For Israelis, these various innovations by Palestinians are widely seen as part of the same relentless campaign by Hamas to destroy their country.
But from inside Gaza, things look very different. These initiatives are driven by a mix of recognizably human emotions: a refusal to bow before crushing oppression; a fear of becoming complicit through silence and inaction in being erased and forgotten; and a compelling need to take back control of one's life.
Palestinians encaged in Gaza, denied entry and exit by Israel via land, sea and air for more than a decade, know that life there is rapidly becoming unsustainable. Most young people are unemployed, much of the infrastructure and housing irreparably damaged, polluted water sources are near-unpotable.
After waves of military attacks, Gaza's children are traumatized with mental scars that might never heal.

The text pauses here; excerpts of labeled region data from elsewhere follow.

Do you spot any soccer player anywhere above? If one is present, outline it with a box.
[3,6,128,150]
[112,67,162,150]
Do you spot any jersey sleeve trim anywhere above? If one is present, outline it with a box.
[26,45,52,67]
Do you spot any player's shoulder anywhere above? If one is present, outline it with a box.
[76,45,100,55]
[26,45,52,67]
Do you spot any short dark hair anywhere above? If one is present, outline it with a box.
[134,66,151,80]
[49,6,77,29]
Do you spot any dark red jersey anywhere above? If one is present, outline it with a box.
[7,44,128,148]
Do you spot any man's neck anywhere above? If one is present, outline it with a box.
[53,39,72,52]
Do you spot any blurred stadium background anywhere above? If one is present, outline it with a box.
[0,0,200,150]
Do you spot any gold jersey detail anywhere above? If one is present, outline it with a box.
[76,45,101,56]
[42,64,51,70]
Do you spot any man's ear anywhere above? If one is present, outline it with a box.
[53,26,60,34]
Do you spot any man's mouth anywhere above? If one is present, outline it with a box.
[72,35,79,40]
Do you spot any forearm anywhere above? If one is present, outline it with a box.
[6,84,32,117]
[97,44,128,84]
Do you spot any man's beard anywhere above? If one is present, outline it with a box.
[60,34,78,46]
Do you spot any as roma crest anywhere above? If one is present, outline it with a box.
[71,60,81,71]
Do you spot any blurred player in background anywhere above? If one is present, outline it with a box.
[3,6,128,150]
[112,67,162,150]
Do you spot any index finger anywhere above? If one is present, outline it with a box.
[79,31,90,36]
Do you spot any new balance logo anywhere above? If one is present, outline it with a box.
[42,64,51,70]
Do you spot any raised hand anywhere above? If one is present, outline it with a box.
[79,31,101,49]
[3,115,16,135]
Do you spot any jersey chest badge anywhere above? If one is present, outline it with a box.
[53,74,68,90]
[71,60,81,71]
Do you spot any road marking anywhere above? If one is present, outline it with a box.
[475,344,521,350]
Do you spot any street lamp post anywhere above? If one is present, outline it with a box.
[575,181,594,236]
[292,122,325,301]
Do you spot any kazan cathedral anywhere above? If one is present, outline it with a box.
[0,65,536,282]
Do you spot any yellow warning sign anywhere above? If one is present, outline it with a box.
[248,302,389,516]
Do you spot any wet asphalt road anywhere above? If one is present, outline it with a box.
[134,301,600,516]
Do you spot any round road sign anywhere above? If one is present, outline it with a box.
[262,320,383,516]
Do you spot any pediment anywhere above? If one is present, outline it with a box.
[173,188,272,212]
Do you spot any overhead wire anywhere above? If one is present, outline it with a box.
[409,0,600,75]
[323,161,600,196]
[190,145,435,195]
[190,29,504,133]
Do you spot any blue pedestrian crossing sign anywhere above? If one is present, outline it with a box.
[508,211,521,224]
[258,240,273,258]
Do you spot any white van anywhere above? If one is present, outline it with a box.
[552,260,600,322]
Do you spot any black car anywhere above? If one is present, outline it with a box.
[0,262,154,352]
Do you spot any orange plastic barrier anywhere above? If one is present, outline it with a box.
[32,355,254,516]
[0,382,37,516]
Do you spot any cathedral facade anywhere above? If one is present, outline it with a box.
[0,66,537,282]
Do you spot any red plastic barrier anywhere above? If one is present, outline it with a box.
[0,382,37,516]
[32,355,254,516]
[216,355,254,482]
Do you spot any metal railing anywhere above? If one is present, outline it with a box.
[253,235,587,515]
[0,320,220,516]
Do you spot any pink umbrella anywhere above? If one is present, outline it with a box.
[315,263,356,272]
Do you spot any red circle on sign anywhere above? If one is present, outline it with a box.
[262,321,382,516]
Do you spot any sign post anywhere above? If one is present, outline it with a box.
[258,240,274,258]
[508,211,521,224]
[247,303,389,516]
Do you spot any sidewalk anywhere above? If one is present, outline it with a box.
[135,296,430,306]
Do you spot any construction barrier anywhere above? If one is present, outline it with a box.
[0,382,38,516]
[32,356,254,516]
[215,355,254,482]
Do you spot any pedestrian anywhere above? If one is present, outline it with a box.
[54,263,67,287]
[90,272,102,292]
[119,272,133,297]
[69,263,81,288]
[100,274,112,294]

This catastrophe was carefully engineered by Israel -- and it renews and enforces it daily.
The kites have long served as a potent symbol of freedom in Gaza. Children have flown them from the few spots in the tiny, congested enclave where people can still breathe -- from rooftops or on Gaza's beaches.
Five years ago, the film Flying Paper documented the successful efforts of Gaza's children to set a new world record for mass kite-flying. The children defied Israel's blockade, which prevents entry of most goods, by making kites from sticks, newspapers and scraps of plastic.
The children's ambition was -- if only briefly -- to retake Gaza's skies, which Israel dominates with its unseen, death-dealing drones that buzz interminably overhead, and with missiles that can flatten a building in seconds.
A young girl observed of the kite's lure: "When we fly the kite, we know that freedom exists." A message scrawled on one read: "I have the right to pride, education, justice, equality and life."
But the world record attempt was not only about the children's dreams and their defiance. It was intended to highlight Gaza's confinement and to issue a reminder that Palestinians too are human.